E perciò anche il nome di «sistema» propriamente e in primo luogo conviene all’intervallo della proporzione doppia, diviso nei suoi sette intervalli emmeli, rappresentato nelle sue otto voci o corde, ed espresso negli strumenti, come vedremo nel Capitolo IX.

In quegli intervalli che superano l’ottava o diapason, multipli dell’ottava, la doppia ottava è detta solitamente in greco Δίς διἁ πασῶν, la tripla trisdiapason, e così a seguire. La diapason, o un suo multiplo, aggiungendo un eccesso, viene comunque espressa in altri casi, in questo modo: la quinta sopra l’ottava, o l’ottava sopra la quinta, diapaso- nepidiapente, o Διἁ πέντε ἐπί διά πασῶν. Talvolta continuiamo nella numerazione, chiamandole nona, decima, dodicesima, etc.

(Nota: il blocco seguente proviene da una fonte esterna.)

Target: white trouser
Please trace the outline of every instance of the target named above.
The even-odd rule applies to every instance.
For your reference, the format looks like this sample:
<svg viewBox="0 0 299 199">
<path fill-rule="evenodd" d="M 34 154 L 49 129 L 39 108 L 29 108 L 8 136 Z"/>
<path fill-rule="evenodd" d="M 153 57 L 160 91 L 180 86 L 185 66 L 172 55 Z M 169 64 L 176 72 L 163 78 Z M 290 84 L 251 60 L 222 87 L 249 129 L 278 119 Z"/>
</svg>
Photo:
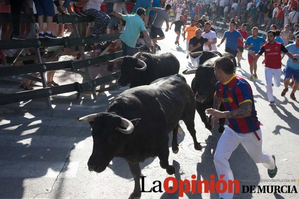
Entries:
<svg viewBox="0 0 299 199">
<path fill-rule="evenodd" d="M 199 56 L 198 56 L 196 58 L 193 58 L 192 57 L 190 56 L 190 58 L 191 59 L 191 63 L 195 68 L 197 68 L 198 66 L 198 64 L 199 63 Z"/>
<path fill-rule="evenodd" d="M 228 184 L 228 180 L 234 180 L 234 175 L 228 160 L 232 153 L 236 150 L 240 143 L 255 163 L 262 163 L 269 169 L 275 168 L 275 163 L 273 158 L 262 150 L 262 131 L 260 129 L 255 131 L 256 135 L 254 132 L 238 133 L 226 125 L 225 125 L 224 127 L 224 132 L 218 141 L 214 156 L 214 163 L 219 179 L 220 175 L 225 175 L 222 179 L 226 181 L 227 184 Z M 259 141 L 257 137 L 260 139 Z M 228 187 L 226 192 L 219 193 L 219 198 L 225 199 L 232 198 L 234 188 L 233 188 L 233 193 L 229 193 Z"/>
<path fill-rule="evenodd" d="M 287 24 L 289 24 L 289 17 L 285 17 L 283 27 L 285 27 L 286 25 Z M 285 46 L 286 46 L 287 45 L 287 44 L 285 44 Z"/>
<path fill-rule="evenodd" d="M 190 51 L 189 50 L 188 50 L 188 48 L 189 48 L 189 42 L 187 41 L 186 42 L 186 44 L 187 44 L 187 48 L 186 48 L 186 51 L 187 51 L 187 55 L 189 56 L 190 55 Z"/>
<path fill-rule="evenodd" d="M 273 97 L 273 89 L 272 89 L 272 84 L 275 86 L 279 87 L 280 86 L 280 76 L 281 75 L 281 69 L 274 69 L 268 67 L 265 67 L 265 76 L 266 78 L 266 89 L 267 90 L 267 95 L 268 96 L 269 101 L 274 101 Z M 272 81 L 272 78 L 274 79 L 274 82 Z"/>
<path fill-rule="evenodd" d="M 176 21 L 177 21 L 180 19 L 180 16 L 181 16 L 181 13 L 176 14 Z"/>
</svg>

Questa divisone degli intervalli consonanti in intervalli emmeli è dunque naturale, e questa grandezza e il numero degli elementi emmeli, non maggiore di tre, non poggia sulla sola assuefazione dell’orecchio, ma è piuttosto l’udito che li coglie per istinto na- turale; e non possono essere ammessi come intervalli emmeli, nei quali può esser divisa una qualsiasi consonanza, altri intervalli eccetto questi, o un altro numero di intervalli. Infatti, se per esempio si volesse aggiungere il diesis, in primo luogo esso è prole degli intervalli emmeli; in secondo luogo, se in particolar modo lo si volesse aggiungere da solo, non si potrebbe, poiché è prole anche delle consonanze, e trascinerebbe con sé il limma o il semitono minore, che è ha origine solamente dalle dissonanze. Ma la conseguenza naturale è che l’orecchio distingua il primo dalla prole delle consonanze, e, se ammessi tra gli intervalli cantabili, e tra i secondi intervalli, ripudi il secondo come spurio. Per cui anche il diesis non sarà tra gli intervalli principali dell’ottava.